Building the Right Environment to Support AI, Machine Learning and Deep Learning
A Performance engineering engagement has been conducted for one of the leading automobile insurance companies in Canada. As per the customer decision to reduce the operational and maintenance expenditure, the data residing in different data stores such as DB2 and Oracle is transferred to a consolidated repository maintained in SQL Server 2008. The existing Java client applications communicating with either DB2/Oracle 10g are remediated to communicate with SQL Server.
Though the modified environment could meet the functional expectations, there were some setbacks in the application behavior in terms of performance and scalability.
Performance Sensitive Areas in Migration
The points mentioned below are the performance sensitive areas that need to be monitored on data migration to SQL server.
* If the client is Java related, communication between client and SQL Server
* Row level triggers in SQL Server
* Referential integrity through triggers in SQL Server
* Multiple after triggers and rollbacks
* Recursive and nested triggers in SQL Server
* Extended stored procedures
* Nested cursors
* Case-sensitivity and collation
Each of these topics will be discussed in detail.
Communication Between Java Client and SQL Server
The end to end transaction from java client to SQL server was taking more than 20 min to respond. Though Java client has inline queries (dynamic SQL), the same transaction was taking around 5 sec in the existing application.
Below are the observation made:
* The SQL trace captured depicted that most of the queries execution time was higher along with the high disk reads and writes.
* The queries execution time was higher even when fired from the backend.
* Table scans were occurring for most of the queries.
On remediating the necessary indexes manually on SQL Server, table scans and query execution times triggered at the back end are minimized. This could reduce the transaction time from 20 min to around 8 min, still way ahead of the SLA.
Apart from the missing index issue identified, the transaction was still taking more time to execute when triggered from the front-end. The pattern below has been noticed in the SQL trace when queries are being fired using JDBC drivers for the time consuming transactions.
From this pattern, it is obvious that communication between the Java application and SQL Server is happening using Unicode (NVARCHAR in red)
There could be a performance problem with respect to communication between a Java client and the SQL Server using Java drivers. Most of the Java drivers pass string parameters to SQL Server as Unicode, by default. The problem here is, if the Unicode parameters reference VARCHAR key columns in an index, SQL Server engine will not use the appropriate index for query resolution, thereby increasing the unwanted table scans.
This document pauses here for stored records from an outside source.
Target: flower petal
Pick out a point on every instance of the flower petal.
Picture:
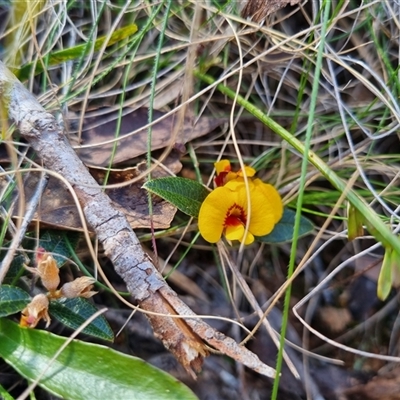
(248, 171)
(262, 216)
(213, 212)
(222, 166)
(273, 197)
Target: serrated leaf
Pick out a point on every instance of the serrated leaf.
(83, 370)
(283, 231)
(185, 194)
(12, 300)
(74, 312)
(54, 242)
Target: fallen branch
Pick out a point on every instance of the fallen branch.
(188, 337)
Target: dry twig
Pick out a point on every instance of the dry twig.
(187, 337)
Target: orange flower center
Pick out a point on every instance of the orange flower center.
(235, 216)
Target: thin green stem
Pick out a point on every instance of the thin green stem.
(302, 185)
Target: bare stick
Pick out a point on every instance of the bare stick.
(187, 337)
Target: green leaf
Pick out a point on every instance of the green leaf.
(74, 53)
(74, 312)
(355, 222)
(283, 231)
(12, 300)
(4, 395)
(185, 194)
(84, 370)
(385, 275)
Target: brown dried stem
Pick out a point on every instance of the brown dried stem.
(188, 337)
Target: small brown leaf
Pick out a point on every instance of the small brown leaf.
(36, 310)
(47, 270)
(79, 287)
(258, 10)
(58, 210)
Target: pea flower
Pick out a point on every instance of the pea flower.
(225, 173)
(225, 210)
This can be corrected by resetting one of the default parameters in the Java driver. The parameter name and value to be set might vary from driver to driver, depending on vendor.
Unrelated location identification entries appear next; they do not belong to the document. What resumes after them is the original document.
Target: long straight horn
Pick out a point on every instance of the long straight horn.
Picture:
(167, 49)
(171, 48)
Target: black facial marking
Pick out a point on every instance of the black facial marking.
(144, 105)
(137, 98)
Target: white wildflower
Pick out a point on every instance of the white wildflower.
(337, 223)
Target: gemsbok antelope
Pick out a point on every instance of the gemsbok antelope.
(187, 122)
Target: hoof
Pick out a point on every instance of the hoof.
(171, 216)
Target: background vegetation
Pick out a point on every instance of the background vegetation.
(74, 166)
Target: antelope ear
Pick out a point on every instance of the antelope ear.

The below statistics are captured by running one of the queries used by the transaction, with both "sendStringParametersAsUnicode" as true and false:
By making this change the transaction that was taking around 8 min reduced drastically to 5 sec.
Row Level Triggers in SQL Server
One of the major differences between Oracle and SQL Server triggers is that the most common Oracle trigger is a row-level trigger (FOR EACH ROW) that initiates for each row of the source statement. SQL Server supports only statement-level triggers, which fire only once per statement, regardless of the total number of rows affected. The basic conversion rules used by SSMA for Oracle for triggers conversion are (As per SSMA for Oracle conversion guide):
1. All BEFORE triggers for a table are converted into one INSTEAD OF trigger.
2. AFTER triggers remain AFTER triggers in SQL Server.
3. INSTEAD OF triggers on Oracle views remain INSTEAD OF triggers.
4. Row-level triggers are outdone with a cursor loop.
Each trigger initiated acquires a lock on the table and is released once the action is complete. Even with the least resource intensive cursor configuration (FAST FORWARD, READ ONLY), the performance of the trigger might be affected by the following:
* Number of rows iterated through the cursor
* SQL statements against other tables external to the inserted or deleted tables.
Locking issues or hanging of batch execution has been observed at many instances in the transaction flow, for row level triggers with cursors.
Microsoft also recommends minimizing the cursor usage whereever applicable, due to their high resource consumption nature. The best practice is to keep the trigger logic simple. If the business case is to loop across the modified rows inside the trigger, table variables (temp tables) or row set logic would be preferred over cursors.